A federal District court judge has nixed a rightwing "voter fraud" group's Motion to Intervene on behalf of the state of Texas in the U.S. Dept. of Justice's lawsuit to block the Lone Star state's polling place Photo ID restriction law.
Last month, The BRAD BLOG reported on the DoJ's Opposition motion filed in response to the motion by the Republican "voter fraud" fraudsters who call themselves "True the Vote" (TTV). In its motion, TTV sought to become a party to the DoJ's federal legal challenge to SB-14, the state's polling place Photo ID restriction law which TX Attorney General Greg Abbott (R) instituted just hours after the U.S. Supreme Court demolished one of the central protections of the long-standing federal Voting Rights Act this past summer.
Last week, U.S. District Court Judge Nelva Gonzales Ramos tersely dismissed TTV's motion, issuing a two-page order [PDF] finding that the organization's "interests are generalized and are adequately represented by the State Defendants."
"The Court finds that True the Vote's intended contribution to this case may be accomplished without the necessity of, or burden incident to, making it a party," Ramos said.
The Judge's ruling was in line with the DoJ's own response to TTV's motion. They had argued that the group had not established a right to intervene because their motion detailed little more than a generalized grievance and because its allegation "that illegal voting might be prevented by enforcement of SB 14 is, at best, speculative." Permissive intervention was inappropriate because, the DoJ argued at the time, since the group was adequately represented already by the State of Texas itself.
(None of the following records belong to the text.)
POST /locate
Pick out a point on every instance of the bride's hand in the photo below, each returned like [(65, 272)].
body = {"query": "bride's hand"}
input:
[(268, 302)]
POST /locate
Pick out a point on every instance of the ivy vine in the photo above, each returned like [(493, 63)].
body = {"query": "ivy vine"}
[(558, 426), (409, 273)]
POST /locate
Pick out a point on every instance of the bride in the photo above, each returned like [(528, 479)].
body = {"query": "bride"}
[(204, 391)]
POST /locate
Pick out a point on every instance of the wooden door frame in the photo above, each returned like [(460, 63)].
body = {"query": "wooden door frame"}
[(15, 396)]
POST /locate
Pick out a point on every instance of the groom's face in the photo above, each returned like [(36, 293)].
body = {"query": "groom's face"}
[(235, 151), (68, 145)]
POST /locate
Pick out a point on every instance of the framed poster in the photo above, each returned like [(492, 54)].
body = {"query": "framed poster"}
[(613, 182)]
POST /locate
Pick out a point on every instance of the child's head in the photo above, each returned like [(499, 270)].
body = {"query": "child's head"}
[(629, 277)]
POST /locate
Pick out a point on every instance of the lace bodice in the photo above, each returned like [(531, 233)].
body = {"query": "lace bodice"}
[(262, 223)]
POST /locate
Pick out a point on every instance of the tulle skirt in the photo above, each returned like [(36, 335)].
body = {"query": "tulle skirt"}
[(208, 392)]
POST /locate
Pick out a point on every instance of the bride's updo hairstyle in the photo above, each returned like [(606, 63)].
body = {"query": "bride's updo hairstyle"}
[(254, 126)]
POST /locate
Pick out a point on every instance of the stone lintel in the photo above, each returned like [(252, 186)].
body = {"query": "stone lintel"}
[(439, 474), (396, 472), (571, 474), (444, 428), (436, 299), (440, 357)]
Its participation in the case, the DoJ claimed, would be unduly burdensome in that the group seeks to divert the court's attention from the legal issues relating to polling place Photo ID restriction laws "to issues concerning True the Vote's numerous allegations of purported voter registration irregularities."
In our previous piece on the DoJ's response to True the Vote, we highlighted the group's extraordinary track record of deceptive voter suppression tactics and noted that it would be "absurd" that the hapless TTV should be ever be taken seriously by anybody, much less allowed to intervene in a critical federal lawsuit.
Although the court will still permit TTV to file amicus curiae (friend of the court) briefs, last week's ruling should serve to help expedite the proceedings without unnecessary diversionary tactics from this unreliable, deceptive Republican voter suppression front group.
Judge Ramos has set a September 2014 trial date in the case, which will come just two months before Abbott, defending the state as AG, will likely face his own election contest for Governor as the Texas Republican Party's currently-presumptive nominee. This past September, we detailed how the TX law at issue had already been found in violation of both federal law and the Constitution in previous cases that had come before the courts prior to the U.S. Supreme Court carving out the heart of the federal Voting Rights Act in late June of this year.